My other doe just now had 2 HUGE babies last night thursday day 34.  

Can doe one feed 11 babies ok?  or can I put some of her babies with doe 2? 

Being that they are so many days apart, would that be bad to do?  
(and I cant do anything today, I have to leave for the day and be home late tonight, so if I moved any, it would be either late tonight or tomorrow)

Any advice appreciated!  Thanks!


----------



## oneacrefarm (Jan 27, 2012)

chickenchaps said:
			
		

> I finally got some babies!  I have NZ white does and a Calif/NZ red buck.
> 
> One doe had 11 babies on Monday (or sunday night) day 31 (or late day 30).
> My other doe just now had 2 HUGE babies last night thursday day 34.
> ...


You could take the two or three smallest ones from the mom with 11 and foster them to the doe with two. That would certainly help even the load.


----------



## Citylife (Jan 27, 2012)

I totally agree with oneacrefarm.........  I have done it many times and it sure saves the first momma from over-load.
Congrats! on your new babies.


----------



## AZ Rabbits (Jan 27, 2012)

8 is the optimal number in a litter. I'd foster over at least 3 babies to the mother who had 2.


----------



## flemish lops (Jan 27, 2012)

I agree with the above, and congrats on the litters!


----------



## chickenchaps (Jan 27, 2012)

Great!  Thanks folks!    There will be no concern of the foster mom harming the new additions?  I am so worried she will hurt the new ones...

btw, how many teats does a rabbit have?

Want pictures?  or seen one seen them all?  I think they look so alien!  lol  

I appreciate the responses!


----------



## brentr (Jan 27, 2012)

Large breed rabbit does usually have 8 teats, they run from right up under their front legs all the way down to their hind legs - four on each side.

Rabbits usually feed early morning and at dusk; I've had the best luck fostering kits into a litter by moving them right AFTER the morning feeding.  That way all kits are fed, and momma won't be checking the nest for a while.  Gives the new additions time to wriggle around with the existing kits and pick up/exchange scent, so when the momma comes back to feed in the evening, all is well.

Some people swear by the trick of rubbing a drop of vanilla extract on the doe's nose so that all she can smell is that scent for quite a while, and not anything new in the nest.

Since your kits are only a few days apart, you shouldn't have any troubles.  The sooner the better, though.


----------



## chickenchaps (Jan 28, 2012)

Ok, I moved 3 babies from Reeba and gave to Hops.  Crossing fingers now that they will be ok.   

Thanks for the advice!  

Reeba's 11 babies






Hops' 2 Big babies


----------



## TherapyBunnies (Jan 28, 2012)

So Cute


----------



## Genipher (Jan 28, 2012)

I love all the different colors!

How has the fostering gone so far?


----------



## chickenchaps (Jan 29, 2012)

So far no problems at all!    I checked on them several times yesterday and just went out this morning and all is well.  
Thanks for all the help! 

What color will they turn out?  How is it I got 3 colors, actually 4?  The white, tan, one brown, and black.


----------



## Bunnylady (Jan 29, 2012)

Actually, you have at least 5 colors!

Rabbit coat color is a complicated business - I've seen entire books on the subject.

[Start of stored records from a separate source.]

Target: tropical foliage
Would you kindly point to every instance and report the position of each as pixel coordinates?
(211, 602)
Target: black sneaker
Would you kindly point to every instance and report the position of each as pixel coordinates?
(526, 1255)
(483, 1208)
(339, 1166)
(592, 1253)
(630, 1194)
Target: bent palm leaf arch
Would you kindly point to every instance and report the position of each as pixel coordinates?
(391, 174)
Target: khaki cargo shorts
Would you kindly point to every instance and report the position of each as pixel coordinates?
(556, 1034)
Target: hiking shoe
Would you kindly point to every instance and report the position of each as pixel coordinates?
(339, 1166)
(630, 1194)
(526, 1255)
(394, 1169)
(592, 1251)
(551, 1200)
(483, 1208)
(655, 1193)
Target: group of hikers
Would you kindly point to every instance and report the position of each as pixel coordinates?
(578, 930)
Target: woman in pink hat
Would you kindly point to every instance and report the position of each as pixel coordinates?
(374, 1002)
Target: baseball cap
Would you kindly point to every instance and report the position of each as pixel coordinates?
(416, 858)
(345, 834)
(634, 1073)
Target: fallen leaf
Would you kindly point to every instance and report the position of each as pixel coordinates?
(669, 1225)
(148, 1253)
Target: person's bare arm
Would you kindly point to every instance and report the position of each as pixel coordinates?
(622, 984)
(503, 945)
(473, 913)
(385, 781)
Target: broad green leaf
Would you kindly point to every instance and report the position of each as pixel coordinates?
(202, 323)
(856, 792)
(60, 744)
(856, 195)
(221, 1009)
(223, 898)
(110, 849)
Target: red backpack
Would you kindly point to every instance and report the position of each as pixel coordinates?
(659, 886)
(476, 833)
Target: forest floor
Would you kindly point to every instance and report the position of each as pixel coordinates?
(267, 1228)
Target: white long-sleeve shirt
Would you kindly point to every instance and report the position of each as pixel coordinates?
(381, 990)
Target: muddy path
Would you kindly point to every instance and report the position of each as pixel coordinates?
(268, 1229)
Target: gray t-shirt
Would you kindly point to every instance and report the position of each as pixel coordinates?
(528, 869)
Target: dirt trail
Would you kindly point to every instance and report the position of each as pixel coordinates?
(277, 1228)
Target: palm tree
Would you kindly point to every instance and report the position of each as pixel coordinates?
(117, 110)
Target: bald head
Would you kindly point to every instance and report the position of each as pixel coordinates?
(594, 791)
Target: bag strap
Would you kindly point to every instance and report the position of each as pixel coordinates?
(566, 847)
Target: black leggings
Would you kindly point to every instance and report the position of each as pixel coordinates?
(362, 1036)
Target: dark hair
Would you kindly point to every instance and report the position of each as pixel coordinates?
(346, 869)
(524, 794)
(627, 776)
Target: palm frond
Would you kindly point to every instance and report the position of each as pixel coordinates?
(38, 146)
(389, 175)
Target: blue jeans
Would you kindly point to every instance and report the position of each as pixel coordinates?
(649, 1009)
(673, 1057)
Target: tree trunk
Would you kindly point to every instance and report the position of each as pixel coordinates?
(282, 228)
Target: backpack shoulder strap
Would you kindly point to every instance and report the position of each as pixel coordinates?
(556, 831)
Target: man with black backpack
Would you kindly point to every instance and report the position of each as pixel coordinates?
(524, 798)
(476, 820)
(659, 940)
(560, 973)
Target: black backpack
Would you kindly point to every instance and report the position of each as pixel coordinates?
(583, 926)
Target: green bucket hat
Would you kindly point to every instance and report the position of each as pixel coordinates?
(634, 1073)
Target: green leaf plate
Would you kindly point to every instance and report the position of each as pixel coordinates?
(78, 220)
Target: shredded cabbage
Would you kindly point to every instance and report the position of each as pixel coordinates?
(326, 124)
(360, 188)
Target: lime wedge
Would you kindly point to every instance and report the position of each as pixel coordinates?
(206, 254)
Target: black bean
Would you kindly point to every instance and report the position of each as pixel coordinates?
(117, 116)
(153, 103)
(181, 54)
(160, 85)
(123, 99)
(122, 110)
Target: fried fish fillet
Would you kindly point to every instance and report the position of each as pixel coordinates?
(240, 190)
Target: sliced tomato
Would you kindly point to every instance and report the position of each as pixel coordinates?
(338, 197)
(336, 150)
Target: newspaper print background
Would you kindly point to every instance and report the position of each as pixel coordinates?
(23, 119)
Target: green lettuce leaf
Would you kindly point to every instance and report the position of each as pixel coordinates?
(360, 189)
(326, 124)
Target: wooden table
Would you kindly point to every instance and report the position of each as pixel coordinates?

But I'll try to make my answer short.

The NZ Whites are a color know as Ruby-eyed White. Genetically, it is the true albino; the gene that codes for it occurs on the C locus. A "locus" is the particular place in the genetic code where a particular gene is found. There are lots of other loci (locations) where genes that influence rabbit color are found. Because the gene causing the Ruby-eyed White  color shuts down production of all pigment that would go into the coat, you can't tell what the other genes the REW rabbit has code for. When you breed the REW to something else, you can get all kinds of surprises!

The "brown" baby is a Chestnut, sometimes called a "Chestnut Agouti." It has an Agouti gene at the A locus. Agouti patterned rabbits have white bellies, white around the eyes, white inside the ears, white around the nostrils and under the jaw, white between their toes and white on the bottom of the tail. The body hairs on agouti patterned rabbits are banded with color, having black on the tip, then a band of yellow, then blue-gray at the base of the hair. 

The solid black babies are likely just that, solid black (called self black, black selfs, or just black!). They are "self" at the A locus, so they don't show the agouti "trim." They might turn out to be steels (steel does turn up in NZ or Cali crosses) though I'd expect to see some ticking at this point, and I don't.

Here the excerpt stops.